Market research firm Deloitte projects that 300 million NFC-enabled cellphones, tablets and e-readers will be sold in 2013, and Identive is a pioneer in the advancement of complementary infrastructure-based solutions. This figure is expected to triple by 2015.
Another high-growth area with a lot of promise is the company's cloud-based Identity as a Service (IaaS) offering. The company reported several new orders for cloud-based services in 3Q 2013 including a three-year contract to issue and manage trusted credentials for an international government's healthcare program and the expansion of activities with a U.S. based Fortune 100 company. Cloud-based revenues are high-margin and recurrent. Identive is one of the pioneers in this technological area.

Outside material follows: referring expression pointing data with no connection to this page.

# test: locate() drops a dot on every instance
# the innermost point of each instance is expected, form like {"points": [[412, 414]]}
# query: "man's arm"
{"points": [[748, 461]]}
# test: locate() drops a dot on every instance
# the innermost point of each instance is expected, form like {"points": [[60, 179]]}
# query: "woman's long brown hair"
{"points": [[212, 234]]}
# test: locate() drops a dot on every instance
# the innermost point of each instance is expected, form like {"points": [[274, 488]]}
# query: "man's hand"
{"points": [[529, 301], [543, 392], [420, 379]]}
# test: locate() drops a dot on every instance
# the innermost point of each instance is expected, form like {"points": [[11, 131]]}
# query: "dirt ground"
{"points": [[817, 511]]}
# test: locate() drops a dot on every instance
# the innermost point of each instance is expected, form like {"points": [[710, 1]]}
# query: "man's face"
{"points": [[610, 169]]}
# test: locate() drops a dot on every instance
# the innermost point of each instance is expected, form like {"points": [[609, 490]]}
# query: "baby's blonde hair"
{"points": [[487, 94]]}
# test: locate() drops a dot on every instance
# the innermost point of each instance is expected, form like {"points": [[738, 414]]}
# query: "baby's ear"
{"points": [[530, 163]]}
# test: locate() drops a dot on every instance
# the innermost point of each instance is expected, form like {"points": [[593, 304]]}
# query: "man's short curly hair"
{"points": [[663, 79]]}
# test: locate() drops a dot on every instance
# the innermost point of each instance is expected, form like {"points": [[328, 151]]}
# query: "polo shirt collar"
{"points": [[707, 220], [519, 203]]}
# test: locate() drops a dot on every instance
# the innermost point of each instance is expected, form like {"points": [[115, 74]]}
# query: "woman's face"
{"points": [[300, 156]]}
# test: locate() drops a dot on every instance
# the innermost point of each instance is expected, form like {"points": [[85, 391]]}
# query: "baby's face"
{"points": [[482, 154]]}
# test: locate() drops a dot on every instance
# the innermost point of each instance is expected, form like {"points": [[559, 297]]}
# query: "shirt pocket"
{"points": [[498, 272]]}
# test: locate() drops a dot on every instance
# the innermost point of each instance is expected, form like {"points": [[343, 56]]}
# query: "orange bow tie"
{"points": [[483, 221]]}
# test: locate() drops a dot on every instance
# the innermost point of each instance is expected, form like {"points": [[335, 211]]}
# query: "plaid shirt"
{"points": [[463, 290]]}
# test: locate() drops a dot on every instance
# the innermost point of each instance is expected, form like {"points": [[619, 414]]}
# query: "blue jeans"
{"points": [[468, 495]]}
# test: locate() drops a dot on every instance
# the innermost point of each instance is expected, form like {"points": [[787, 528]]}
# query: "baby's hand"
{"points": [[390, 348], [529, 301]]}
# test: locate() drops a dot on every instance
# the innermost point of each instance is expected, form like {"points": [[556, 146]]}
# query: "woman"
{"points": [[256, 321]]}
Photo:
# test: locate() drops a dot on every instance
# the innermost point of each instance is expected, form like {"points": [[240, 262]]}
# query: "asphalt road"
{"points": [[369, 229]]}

Companies with presence in high-growth identity, NFC, RFID technological areas are being rewarded handsomely by the market, and it's just a matter of time when INVE's valuation will increase from its lowly 0.45 times sales to larger multiples. Take competitor SuperCom Ltd. (NASDAQ:SPCB) for instance. SPCB's valuation has increased by over 1000% since last year, and much of the gain was after the recent acquisition of On Track Innovations Ltd. SmartID (NASDAQ:OTIV) division. But even with the addition of SmartID, SPCB's revenues will only be ¼ of INVE's. But SPCB is a trading at a whopping 7.6 price to sales ratio or 16 times higher than INVE's. This highlights the potential significant upside of INVE's share price if management executes a successful transformation.
Value investors are starting to appreciate the potential upside of INVE's share price as reflected by the higher volumes and higher prices in the last two weeks. I fully expect that INVE will regain NSDAQ compliance before the June 9, 2014 deadline. I believe maverick entrepreneur CEO Jason Hart has the drive and passion and now the right team to take INVE to fair-valuation territory of $3 - $4 after a couple of strong quarters in Fiscal 2014.

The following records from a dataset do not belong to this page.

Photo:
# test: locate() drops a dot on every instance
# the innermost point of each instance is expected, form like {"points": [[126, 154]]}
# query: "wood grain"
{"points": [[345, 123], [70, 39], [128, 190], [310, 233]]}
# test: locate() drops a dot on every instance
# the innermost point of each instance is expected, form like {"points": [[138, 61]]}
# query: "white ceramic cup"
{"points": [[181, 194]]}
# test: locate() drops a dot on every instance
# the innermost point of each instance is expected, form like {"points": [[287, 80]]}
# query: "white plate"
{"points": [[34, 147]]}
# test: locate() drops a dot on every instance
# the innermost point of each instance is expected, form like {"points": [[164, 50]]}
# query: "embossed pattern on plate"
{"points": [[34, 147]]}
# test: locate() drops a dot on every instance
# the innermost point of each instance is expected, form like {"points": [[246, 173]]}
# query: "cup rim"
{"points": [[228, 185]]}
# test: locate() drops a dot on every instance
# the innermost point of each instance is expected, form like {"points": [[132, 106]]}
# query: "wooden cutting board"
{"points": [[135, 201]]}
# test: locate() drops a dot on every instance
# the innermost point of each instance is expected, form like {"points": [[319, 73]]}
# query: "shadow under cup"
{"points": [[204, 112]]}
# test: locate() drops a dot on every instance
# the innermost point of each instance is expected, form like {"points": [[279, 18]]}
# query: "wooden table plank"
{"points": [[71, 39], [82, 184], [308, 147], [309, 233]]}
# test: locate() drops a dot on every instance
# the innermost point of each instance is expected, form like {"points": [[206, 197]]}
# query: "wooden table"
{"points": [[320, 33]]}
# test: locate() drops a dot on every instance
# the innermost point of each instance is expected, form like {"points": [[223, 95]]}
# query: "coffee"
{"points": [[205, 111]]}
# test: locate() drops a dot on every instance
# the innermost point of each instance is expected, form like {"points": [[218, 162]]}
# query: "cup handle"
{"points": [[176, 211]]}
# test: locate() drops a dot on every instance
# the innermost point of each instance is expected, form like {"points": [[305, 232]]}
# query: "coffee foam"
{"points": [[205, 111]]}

I think it's worth repeating that INVE's CEO Hart, 42, is a 25-year veteran of the technology industry with a substantial track record of innovation and success, including more than 20 years leading security companies. Hart joined Identive in 2011 following the acquisition of idOnDemand, a company he co-founded that pioneered the delivery of smart card-based identity solutions via a cloud service. Prior to idOnDemand, he served as CEO and director of ActivIdentity, a publicly-traded provider of identity assurance and strong authentication solutions. Hart joined Actividentity in 2005 through the acquisition of Protocom Development Systems, Inc., an identity management software security business that he founded and led as CEO. He has been listed in Business Week's Top CEOs Under 40 and was named Ernst & Young 'Entrepreneur of the Year' (2002).
I believe that INVE is a compelling value at 69c/share, even with potential risks associated with facing a June 9, 2014 delisting. INVE is a moderate risk/high potential investment. Long-term, the picture is even more attractive as more and more global companies of all sizes are likely to adopt Identive's SaaS/cloud-based ID solutions. These are high-margin recurrent revenues that could turn Identive into a must-have stock in years to come. Investors considering buying INVE stock, or any other stock, should always read carefully the risks and uncertainties as spelled out in the company's 10-K and 10-Q filings.
Disclosure: I am long INVE. I wrote this article myself, and it expresses my own opinions. I am not receiving compensation for it (other than from Seeking Alpha). I have no business relationship with any company whose stock is mentioned in this article.